Per Antinori Art Project, Elisabetta rivolge la sua attenzione alla storia della famiglia Antinori, producendo un grande tappeto La fanciulla del West, 2023 in cui viene trasposto il telegramma che il grande compositore Giacomo Puccini inviò al Marchese Piero Antinori nel 1910, in occasione della Prima di questa opera lirica alla Metropolitan Opera di New York e che racconta del grande successo sotto la bacchetta di Arturo Toscanini.
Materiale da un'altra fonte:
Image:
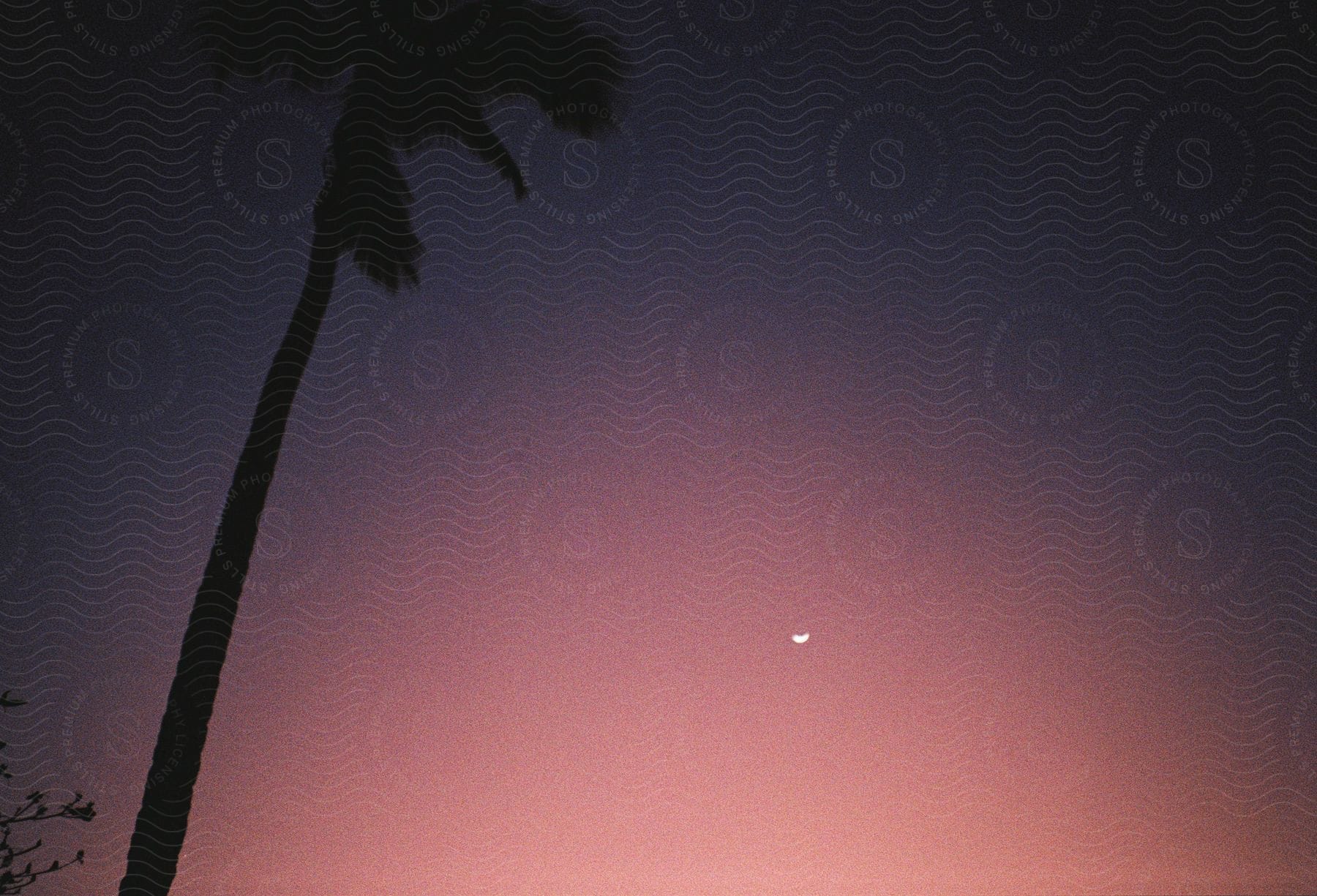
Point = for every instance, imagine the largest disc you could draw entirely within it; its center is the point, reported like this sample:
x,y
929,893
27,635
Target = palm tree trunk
x,y
177,761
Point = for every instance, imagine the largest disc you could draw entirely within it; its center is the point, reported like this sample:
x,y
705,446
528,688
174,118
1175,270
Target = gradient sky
x,y
978,339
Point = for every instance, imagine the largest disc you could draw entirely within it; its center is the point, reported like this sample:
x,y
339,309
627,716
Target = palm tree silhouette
x,y
403,72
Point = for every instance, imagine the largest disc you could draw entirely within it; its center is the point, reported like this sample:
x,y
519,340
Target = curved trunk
x,y
177,761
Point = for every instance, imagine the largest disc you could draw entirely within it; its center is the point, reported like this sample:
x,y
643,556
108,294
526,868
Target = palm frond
x,y
367,204
569,67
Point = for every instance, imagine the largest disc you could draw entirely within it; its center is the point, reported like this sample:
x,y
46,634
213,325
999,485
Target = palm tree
x,y
401,79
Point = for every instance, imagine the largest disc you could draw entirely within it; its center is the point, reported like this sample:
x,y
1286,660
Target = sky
x,y
975,339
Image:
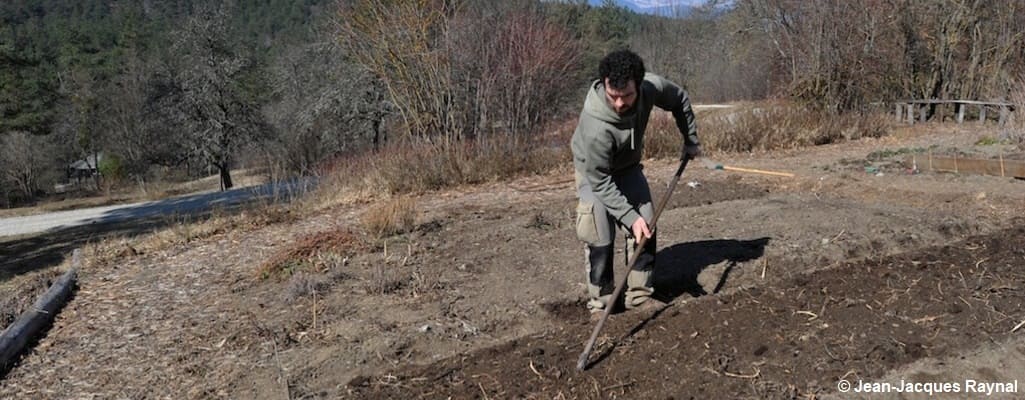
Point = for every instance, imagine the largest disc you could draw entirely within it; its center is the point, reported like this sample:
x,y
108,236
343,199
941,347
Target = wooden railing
x,y
923,108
Il telegramma originale è custodito dalla famiglia, assieme ad un corposo carteggio, a testimonianza di un’amicizia storica che vide intrecciarsi la storia di questo nobile casato a quella della cultura italiana. Nelle parole dell’artista: “Ho realizzato una serie di tappeti partendo da alcuni telegrammi che nel corso degli anni (dal 2009 a oggi) ho trovato. Tra questi l’ultimo nell’Archivio Antinori. Spedito da Puccini da NY a Firenze annuncia il trionfo de La Fanciulla del West. È noto che pianoforte e grilletto fossero le grandi passioni di Puccini. Probabilmente i lunghi agguati solitari in attesa di avvistare le prede, le ore passate in solitudine nella campagna toscana sono stati il perfetto contesto per elaborare le fantasie creative di Puccini. Torre del Lago era il luogo speciale nel quale il compositore desiderava rintanarsi e tornare dopo le sue tournée in giro per il mondo; così come la Maremma, dove fu ospite habitué a Bolgheri, dagli amici Piero Antinori e Giuseppe della Gherardesca, anch’essi cacciatori. Mi piace pensare che da questi luoghi, simili a quelli in cui sorge la cantina Antinori nel Chianti Classico, sia nata l’ispirazione per questa opera lirica. Oggi quel telegramma diventa un grande tappeto, un oggetto quotidiano, un segno trasmesso dalle moderne utopie del ‘900 alla nostra epoca; una sorta di “macchina” del tempo, un ponte che collega il passato al presente”.
Affascina la bellezza della parola scritta trasposta in questo tappeto annodato a mano a Katmandu, così come la sua capacità di catturare l’energia di un’amicizia e la possibilità di comunicare al di là dell’oceano. Questo telegramma non è una fredda comunicazione transoceanica, ma la testimonianza di un legame che l’artista reinventa innescando un nuovo scambio capace di riattivare una storia del passato nella contemporaneità.